Raft原理及其实现 Part 2
日志复制
在 MIT 6.5840 实验中, 客户端通过Start函数向所有Raft节点发送Command。
- 如果该节点不是Leader,它将立即返回 false。
- 如果节点是Leader,它将接受这个Command,将其附加到其自己的日志Log中,并启动整个复制流程。
这符合我们之前的谈到的设计,Leader负责所有的写操作。Leader在得到了集群中多数节点通过后就会Commit这个Command。同样地,节点间的通信也是通过AppendEntries RPC实现的。
Leader逻辑
- 接收上层Client的Command,将其附加到自己的日志中。
- 向其他节点发送AppendEntries RPC,将这个Command同步给其他节点。
- 如果其他Follower节点确认了请求,则说明Follower的日志和Leader的日志一致,Leader维护并更新Follower对应的nextIndex和matchIndex。
- 此处如果响应了False,则存在三种情况,具体逻辑可以先按住不表:
- The Follower’s log is shorter than the Leader’s log, the Leader decrements the nextIndex to XLen.
- The Follower’s log contains an entry with a different term (Xterm) at PrevLogIndex, it sets its nextIndex to the last index of the conflicting term in leader’s logs plus 1.
- However, if the Leader doesn’t have the entry with the conflicting term, it sets the nextIndex to XIndex.
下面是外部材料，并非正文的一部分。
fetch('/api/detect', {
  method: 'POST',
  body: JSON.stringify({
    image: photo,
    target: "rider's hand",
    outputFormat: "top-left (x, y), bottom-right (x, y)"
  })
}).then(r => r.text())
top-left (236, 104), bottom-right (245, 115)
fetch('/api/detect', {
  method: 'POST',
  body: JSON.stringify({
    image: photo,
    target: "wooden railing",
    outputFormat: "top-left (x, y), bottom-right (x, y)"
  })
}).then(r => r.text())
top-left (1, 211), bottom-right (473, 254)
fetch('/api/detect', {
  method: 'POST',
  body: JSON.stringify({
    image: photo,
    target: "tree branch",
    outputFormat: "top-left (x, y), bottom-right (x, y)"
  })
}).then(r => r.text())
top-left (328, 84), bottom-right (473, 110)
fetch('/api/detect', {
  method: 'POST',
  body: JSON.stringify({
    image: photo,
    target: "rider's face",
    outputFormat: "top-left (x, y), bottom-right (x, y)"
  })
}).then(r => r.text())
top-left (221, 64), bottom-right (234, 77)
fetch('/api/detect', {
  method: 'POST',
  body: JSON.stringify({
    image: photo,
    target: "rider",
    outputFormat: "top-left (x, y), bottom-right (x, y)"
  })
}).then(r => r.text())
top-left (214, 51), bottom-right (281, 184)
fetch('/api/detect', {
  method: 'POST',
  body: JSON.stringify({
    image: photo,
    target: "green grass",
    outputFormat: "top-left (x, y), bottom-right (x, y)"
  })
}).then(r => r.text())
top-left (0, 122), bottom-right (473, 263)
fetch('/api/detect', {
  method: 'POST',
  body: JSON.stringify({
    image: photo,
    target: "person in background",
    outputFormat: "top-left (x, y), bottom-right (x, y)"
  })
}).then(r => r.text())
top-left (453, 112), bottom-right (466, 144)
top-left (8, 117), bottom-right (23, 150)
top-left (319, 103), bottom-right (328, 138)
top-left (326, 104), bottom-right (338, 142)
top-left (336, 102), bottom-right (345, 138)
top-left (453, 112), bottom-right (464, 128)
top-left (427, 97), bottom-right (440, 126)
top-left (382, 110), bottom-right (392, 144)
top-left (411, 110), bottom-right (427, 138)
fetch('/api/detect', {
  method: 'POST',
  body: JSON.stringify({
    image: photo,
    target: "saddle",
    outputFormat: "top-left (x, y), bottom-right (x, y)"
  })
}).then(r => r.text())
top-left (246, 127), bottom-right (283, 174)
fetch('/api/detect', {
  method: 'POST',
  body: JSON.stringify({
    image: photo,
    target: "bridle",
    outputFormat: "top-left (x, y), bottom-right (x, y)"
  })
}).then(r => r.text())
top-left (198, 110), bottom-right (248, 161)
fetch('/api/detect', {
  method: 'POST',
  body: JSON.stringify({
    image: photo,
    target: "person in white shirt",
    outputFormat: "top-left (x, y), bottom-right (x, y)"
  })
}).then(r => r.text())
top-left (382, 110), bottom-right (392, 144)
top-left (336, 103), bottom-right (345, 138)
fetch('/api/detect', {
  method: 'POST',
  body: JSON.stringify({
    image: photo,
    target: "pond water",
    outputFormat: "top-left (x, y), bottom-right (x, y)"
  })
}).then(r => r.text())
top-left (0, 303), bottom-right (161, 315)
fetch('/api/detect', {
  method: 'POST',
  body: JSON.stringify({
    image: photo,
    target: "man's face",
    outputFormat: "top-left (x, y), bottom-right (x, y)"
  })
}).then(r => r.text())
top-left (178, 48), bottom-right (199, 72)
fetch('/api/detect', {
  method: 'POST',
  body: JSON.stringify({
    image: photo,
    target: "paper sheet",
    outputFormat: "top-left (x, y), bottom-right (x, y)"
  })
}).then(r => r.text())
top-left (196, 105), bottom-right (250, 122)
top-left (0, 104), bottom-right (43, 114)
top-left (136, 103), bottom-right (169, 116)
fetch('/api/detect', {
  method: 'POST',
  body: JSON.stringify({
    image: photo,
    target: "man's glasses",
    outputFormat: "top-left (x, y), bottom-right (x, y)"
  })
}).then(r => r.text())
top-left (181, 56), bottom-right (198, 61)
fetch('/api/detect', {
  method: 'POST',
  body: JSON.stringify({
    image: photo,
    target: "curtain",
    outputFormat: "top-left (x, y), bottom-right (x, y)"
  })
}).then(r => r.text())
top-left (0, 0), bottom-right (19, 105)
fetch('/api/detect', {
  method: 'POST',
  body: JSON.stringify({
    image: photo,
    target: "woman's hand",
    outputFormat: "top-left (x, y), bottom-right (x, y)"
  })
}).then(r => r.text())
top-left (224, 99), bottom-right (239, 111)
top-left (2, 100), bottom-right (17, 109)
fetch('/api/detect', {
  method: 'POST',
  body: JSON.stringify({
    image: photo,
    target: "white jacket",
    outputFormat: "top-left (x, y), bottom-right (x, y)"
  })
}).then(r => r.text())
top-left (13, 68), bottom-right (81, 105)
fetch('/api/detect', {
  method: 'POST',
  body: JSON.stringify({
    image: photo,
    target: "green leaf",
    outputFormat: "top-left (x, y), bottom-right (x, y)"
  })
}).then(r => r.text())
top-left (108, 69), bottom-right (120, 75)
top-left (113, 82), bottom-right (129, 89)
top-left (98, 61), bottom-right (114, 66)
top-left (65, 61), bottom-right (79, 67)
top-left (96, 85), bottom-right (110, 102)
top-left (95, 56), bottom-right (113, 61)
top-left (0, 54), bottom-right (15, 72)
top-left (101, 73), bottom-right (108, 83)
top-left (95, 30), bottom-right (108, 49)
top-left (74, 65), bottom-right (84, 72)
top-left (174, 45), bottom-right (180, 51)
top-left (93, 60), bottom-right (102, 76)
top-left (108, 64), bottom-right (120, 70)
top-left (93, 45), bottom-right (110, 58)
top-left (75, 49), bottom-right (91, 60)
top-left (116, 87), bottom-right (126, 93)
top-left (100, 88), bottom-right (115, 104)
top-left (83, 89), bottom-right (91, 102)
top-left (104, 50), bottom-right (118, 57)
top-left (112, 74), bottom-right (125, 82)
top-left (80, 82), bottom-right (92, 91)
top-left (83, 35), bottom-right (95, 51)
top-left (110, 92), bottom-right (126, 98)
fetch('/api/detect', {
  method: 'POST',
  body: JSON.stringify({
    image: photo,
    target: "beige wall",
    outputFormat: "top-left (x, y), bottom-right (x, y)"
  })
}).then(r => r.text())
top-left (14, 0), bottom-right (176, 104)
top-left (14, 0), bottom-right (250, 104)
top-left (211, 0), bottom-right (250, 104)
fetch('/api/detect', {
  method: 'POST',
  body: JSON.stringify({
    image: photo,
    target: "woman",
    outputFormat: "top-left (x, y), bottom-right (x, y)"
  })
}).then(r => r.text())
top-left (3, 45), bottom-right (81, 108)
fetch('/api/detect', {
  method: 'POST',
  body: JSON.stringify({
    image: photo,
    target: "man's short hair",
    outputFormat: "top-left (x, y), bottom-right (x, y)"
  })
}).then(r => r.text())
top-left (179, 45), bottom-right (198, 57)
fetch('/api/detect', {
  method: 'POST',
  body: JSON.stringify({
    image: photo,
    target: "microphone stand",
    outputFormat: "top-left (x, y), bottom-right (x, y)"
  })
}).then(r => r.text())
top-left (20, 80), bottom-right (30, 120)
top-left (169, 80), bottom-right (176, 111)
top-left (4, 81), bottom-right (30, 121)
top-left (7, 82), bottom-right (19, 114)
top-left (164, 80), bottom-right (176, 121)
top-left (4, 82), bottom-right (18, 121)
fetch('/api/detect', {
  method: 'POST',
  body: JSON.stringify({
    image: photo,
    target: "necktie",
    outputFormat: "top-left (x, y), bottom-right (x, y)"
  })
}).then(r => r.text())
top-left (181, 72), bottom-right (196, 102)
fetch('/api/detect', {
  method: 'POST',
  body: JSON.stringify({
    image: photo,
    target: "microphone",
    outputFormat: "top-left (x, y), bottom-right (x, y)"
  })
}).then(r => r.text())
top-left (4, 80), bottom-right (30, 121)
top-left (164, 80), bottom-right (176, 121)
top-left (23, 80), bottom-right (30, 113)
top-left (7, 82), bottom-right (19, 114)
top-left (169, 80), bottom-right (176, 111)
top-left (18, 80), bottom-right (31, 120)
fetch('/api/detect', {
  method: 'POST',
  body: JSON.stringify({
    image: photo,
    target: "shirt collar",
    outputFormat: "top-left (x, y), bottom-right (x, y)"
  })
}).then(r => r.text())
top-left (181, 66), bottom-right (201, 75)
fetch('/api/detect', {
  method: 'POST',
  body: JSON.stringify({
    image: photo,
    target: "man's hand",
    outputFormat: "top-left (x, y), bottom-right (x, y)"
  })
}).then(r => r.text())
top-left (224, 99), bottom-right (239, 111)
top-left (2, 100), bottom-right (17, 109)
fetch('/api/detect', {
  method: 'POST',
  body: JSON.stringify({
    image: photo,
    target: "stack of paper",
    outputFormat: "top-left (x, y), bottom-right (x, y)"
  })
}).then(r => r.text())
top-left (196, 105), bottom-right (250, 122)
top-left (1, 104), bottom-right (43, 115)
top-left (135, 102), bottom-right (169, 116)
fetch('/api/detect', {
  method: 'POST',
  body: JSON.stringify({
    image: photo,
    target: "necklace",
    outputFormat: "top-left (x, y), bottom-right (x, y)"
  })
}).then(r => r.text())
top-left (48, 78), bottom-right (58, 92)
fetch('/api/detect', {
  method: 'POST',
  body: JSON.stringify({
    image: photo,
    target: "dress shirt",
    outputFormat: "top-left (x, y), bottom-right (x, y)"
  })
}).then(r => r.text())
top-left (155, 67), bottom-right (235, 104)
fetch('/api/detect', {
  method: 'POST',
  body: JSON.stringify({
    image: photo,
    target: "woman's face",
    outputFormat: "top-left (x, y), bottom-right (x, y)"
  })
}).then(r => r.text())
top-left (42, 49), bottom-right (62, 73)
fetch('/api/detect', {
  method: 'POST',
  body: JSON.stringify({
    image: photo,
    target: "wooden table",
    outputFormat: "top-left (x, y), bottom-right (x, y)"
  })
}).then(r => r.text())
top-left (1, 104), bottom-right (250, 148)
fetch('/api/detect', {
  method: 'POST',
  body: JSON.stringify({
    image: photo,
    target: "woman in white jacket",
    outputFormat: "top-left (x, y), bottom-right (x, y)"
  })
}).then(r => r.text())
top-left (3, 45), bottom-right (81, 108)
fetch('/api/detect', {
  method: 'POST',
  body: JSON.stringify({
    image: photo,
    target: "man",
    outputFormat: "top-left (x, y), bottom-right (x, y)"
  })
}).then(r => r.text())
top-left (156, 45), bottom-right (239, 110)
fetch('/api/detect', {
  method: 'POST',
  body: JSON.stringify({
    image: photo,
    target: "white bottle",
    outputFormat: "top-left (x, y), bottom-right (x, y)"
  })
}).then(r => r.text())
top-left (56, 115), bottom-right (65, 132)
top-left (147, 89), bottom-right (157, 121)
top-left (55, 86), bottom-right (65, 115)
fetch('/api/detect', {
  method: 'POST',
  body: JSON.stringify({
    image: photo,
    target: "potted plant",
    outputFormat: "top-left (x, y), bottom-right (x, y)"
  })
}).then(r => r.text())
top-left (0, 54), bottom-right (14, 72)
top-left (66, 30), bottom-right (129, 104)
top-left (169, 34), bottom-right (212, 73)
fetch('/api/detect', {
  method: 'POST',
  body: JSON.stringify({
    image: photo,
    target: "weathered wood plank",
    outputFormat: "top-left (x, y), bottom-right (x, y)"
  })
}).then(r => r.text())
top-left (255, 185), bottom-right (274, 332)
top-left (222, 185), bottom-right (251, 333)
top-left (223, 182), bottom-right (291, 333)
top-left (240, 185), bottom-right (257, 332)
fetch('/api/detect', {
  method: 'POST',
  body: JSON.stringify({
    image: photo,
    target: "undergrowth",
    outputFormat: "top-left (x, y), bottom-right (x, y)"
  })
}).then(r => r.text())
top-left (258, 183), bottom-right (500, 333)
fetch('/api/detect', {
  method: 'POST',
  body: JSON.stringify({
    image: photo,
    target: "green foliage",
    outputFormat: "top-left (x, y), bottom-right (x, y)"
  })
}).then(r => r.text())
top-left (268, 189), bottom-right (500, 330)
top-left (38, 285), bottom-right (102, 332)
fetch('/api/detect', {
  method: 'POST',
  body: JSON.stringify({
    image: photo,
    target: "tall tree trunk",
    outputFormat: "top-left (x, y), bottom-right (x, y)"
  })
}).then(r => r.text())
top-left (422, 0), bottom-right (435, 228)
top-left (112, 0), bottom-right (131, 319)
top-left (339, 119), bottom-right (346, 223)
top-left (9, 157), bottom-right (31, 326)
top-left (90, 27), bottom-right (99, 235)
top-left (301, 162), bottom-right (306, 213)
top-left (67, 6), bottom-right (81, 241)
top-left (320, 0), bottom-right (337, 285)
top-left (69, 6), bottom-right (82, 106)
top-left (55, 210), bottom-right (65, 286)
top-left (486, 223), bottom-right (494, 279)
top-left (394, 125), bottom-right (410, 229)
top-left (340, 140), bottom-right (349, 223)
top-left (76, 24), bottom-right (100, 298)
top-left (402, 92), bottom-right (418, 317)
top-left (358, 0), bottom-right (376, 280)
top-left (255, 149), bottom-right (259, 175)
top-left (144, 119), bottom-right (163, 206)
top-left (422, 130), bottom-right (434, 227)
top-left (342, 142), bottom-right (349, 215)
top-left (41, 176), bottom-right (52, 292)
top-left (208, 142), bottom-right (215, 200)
- 此处如果响应了False,则存在三种情况,具体逻辑可以先按住不表:
Follower逻辑
- 接收Leader的AppendEntries RPC,更新心跳时间,验证任期Term并在必要时更新任期。(注意改点很重要,同步也是在选举后进行的,此时必须保证接收到的RPC附带的任期和自己的任期一致,排除收到过期消息的可能)
- Folllower做日志一致性的检查,检查自己的
log[PrevLogIndex]的日志是否和PrevLogTerm(Leader发过来的)一致,此处也会引出如下情况:- If the Follower’s log is shorter than the Leader’s log, it returns Success = False, Xterm = -1,and XLen = log length.
- If the term of the log entry at PrevLogIndex does not match PrevLogTerm, the Follower identifies the conflicting term and the index of the first entry with that term.
- Follower需要处理冲突的日志数据,删除冲突日志和其后的所有日志。
- Follower会将Leader的日志中自己未同步的部分追加到自己的日志中。
- Follower更新自己的commitIndex, 取日志最大的index和Leader的commitIndex的最小值。
具体实现
注意下图中的State machine不是Raft的一部分,但Raft会保证所有节点的State machine都拿到相同的Command序列。
Start函数由客户端调用,写入新Command。如果该节点是Leader,它会将这个Command追加到日志中。
// in raft.go
func (rf *Raft) Start(command interface{}) (int, int, bool) {
index := -1
term := -1
isLeader := true
// Your code here (2B).
rf.mu.Lock()
defer rf.mu.Unlock()
if rf.state != Leader {
isLeader = false
} else {
entry := LogEntry{Term: rf.currentTerm, Command: command}
rf.log = append(rf.log, entry)
index = rf.globalLastLogIndex()
term = rf.currentTerm
logger.Printf(rf, Start, "Received command %v,index %v, current log %v", command, index, rf.log)
rf.persist()
}
return index, term, isLeader
}ApplyWorker()将已经Committed的Command应用到状态机,通过go的channel发送消息。
// in apply.go
func (rf *Raft) ApplyWorker() {
// Check if there are any new logs to commit
for !rf.killed() {
// avoid get lock too frequently, otherwise it will slow down the system
if rf.commitIndex <= rf.lastApplied {
time.Sleep(time.Duration(CommitCheckInterval) * time.Millisecond)
continue
}
rf.mu.Lock()
startLastApplied := rf.lastApplied
// If commitIndex > lastApplied: increment lastApplied, apply log[lastApplied] to state machine(§5.3)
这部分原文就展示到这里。